Apr 12, 2004 19:11
I know i havent written in my journal for a long time and there are many reasons. i just like to read everyone else's and i feel like when i write something personal anyone could read and make fun of me and i hate that. even though i know someone is going to make fun of me i will write personal things anyway.
im really bored right now and this is the first day since last thursday that i have been home for more than 2 hours.
I had a great spring break. it was really fun. I partied alot and hung out with some different people then i usually do. i hung out with Kira everyday except saturday and sunday and i really appreciate her company. we have so much in common and we are even sharing the same pain when it comes to boys.
Talking about boys...... man i seriously met like 30 over the break. there are only a couple that i have been really talking to. I think im going to prom with one of them too!
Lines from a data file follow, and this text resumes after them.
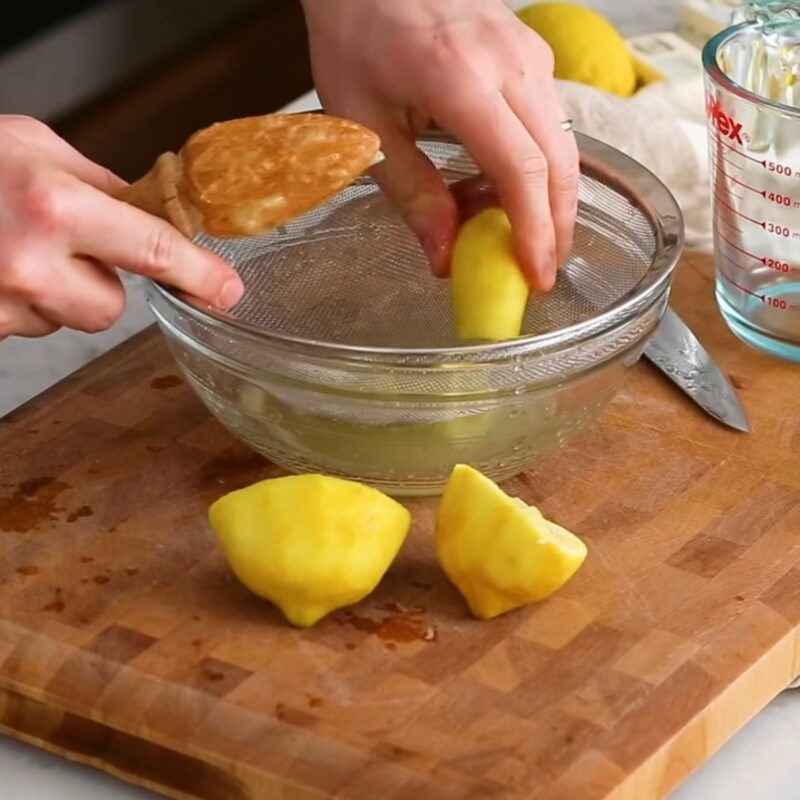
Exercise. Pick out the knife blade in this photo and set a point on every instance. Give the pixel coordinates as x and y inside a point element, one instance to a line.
<point>676,351</point>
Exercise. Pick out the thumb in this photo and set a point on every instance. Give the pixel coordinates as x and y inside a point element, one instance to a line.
<point>417,188</point>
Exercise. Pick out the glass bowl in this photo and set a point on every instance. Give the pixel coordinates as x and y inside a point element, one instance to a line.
<point>342,357</point>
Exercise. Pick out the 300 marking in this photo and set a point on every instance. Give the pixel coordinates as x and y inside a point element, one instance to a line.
<point>778,230</point>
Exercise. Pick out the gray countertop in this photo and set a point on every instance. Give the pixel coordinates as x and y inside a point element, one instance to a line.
<point>757,763</point>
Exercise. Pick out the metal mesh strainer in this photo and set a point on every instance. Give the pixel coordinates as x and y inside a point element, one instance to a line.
<point>350,273</point>
<point>342,357</point>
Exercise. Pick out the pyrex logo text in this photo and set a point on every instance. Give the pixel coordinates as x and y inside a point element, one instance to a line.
<point>725,124</point>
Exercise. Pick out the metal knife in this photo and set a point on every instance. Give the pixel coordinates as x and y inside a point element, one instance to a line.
<point>675,350</point>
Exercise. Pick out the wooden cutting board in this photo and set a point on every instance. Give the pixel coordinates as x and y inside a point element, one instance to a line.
<point>126,644</point>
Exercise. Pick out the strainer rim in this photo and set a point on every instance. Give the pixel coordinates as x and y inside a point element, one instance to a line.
<point>653,198</point>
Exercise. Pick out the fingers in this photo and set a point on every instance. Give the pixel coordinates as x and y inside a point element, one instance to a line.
<point>541,114</point>
<point>17,318</point>
<point>473,195</point>
<point>86,296</point>
<point>415,185</point>
<point>116,233</point>
<point>505,150</point>
<point>41,138</point>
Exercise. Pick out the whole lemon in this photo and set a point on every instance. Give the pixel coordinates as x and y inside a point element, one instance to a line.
<point>309,543</point>
<point>587,47</point>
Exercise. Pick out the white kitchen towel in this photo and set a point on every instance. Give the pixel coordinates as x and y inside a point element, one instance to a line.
<point>662,126</point>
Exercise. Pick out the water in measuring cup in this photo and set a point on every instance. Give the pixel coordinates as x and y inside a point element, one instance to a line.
<point>755,153</point>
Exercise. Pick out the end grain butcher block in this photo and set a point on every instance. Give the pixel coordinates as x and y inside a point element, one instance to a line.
<point>126,644</point>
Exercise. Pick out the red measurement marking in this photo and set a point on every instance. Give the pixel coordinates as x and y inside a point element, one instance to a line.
<point>736,247</point>
<point>735,263</point>
<point>736,211</point>
<point>742,183</point>
<point>773,302</point>
<point>742,288</point>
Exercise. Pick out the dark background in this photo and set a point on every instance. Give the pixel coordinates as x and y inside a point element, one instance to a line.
<point>253,66</point>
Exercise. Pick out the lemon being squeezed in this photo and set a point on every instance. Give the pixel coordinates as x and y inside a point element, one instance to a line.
<point>489,290</point>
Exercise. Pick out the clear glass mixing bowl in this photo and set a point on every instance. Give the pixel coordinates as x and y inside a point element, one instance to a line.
<point>342,356</point>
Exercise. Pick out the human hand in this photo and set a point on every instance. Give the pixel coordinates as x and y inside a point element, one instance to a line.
<point>475,70</point>
<point>61,237</point>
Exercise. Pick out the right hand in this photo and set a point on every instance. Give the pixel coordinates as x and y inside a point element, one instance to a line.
<point>62,235</point>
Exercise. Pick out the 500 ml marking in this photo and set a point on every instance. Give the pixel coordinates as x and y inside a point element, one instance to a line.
<point>780,169</point>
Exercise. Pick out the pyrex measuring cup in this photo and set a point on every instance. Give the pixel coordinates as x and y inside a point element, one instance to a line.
<point>753,105</point>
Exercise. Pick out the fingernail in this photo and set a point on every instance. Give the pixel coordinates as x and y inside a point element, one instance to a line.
<point>231,293</point>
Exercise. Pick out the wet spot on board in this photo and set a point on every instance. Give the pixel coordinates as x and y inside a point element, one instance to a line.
<point>82,511</point>
<point>314,702</point>
<point>398,626</point>
<point>32,503</point>
<point>57,605</point>
<point>166,382</point>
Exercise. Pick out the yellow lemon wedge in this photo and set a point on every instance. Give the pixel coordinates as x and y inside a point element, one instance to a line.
<point>309,543</point>
<point>489,289</point>
<point>499,552</point>
<point>586,46</point>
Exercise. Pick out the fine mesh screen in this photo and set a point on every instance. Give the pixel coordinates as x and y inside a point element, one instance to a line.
<point>350,272</point>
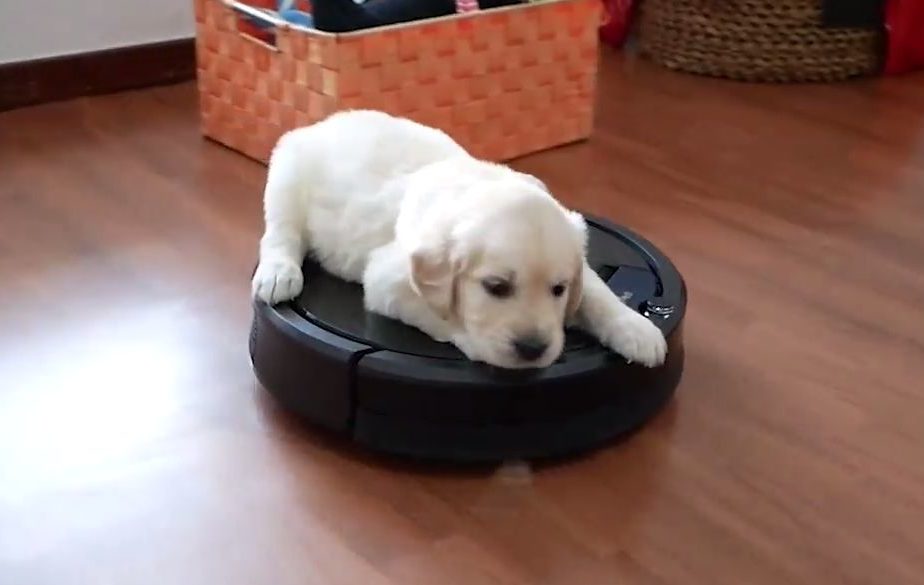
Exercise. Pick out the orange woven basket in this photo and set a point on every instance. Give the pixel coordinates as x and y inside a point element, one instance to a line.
<point>503,82</point>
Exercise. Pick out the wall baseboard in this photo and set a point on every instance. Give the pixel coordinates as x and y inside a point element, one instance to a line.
<point>58,78</point>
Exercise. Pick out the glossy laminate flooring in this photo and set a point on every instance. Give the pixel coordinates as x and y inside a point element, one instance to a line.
<point>135,446</point>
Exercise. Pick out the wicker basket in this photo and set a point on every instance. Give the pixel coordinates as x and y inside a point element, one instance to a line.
<point>754,40</point>
<point>503,82</point>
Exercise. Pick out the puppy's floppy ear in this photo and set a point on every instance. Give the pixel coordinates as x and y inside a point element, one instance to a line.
<point>433,274</point>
Bad news: Travis decided to call me and come back into my life. i'm having alot of trouble with him right now and all he does he confuse me and make me upset. i was having a great time when i didnt talk to him or see him for like 2 months. now that he calls me and calls me baby and tells me he loves me really makes it hard to get away from him. i need help, i need to be strong and i need to stay away from him. he needs to stay away from me. i mean he has a new gf and he constantly calls me and comes over. he needs to make up his confused mind and stop playing games with me. i think he is psycho.
right now im looking for the boy of my dreams. whenever i get happy about meeting a new boy they never turn out to be who i think they will and it is really disappointing. i think i should stop looking. i feel kinda depressed right now cause im all alone and no one is here. i could go hang out with Kira, Richard, Justin, Tara, And Britney but i dont feel like getting up and getting ready. i think my disappointment is taking over my body. Maybe i should get up and go do something but i dont know if i can.
I missed Lauren over the break. the thing is i had plans like everyday and never could see her. i think Andra is mad at my for not hanging out but that is ok its not like she called me constantly. she could of hung out with me and kira( the same to lauren) but she never called. im sorry Andra we will hang out soon.
I also wanted to say i really enjoyed hanging out with liz and jasmine. and i also enjoyed sleeping in my car on Saturday night in the parking lot of best buy. it was pretty funny because a security guard was flashing his flashlight in my car and called the cops like i stole the car. i felt homeless. but the thing was i didnt want to go home.
Well i think my journal is long enough... i could write more about my journeys during spring break but then my entry would never end.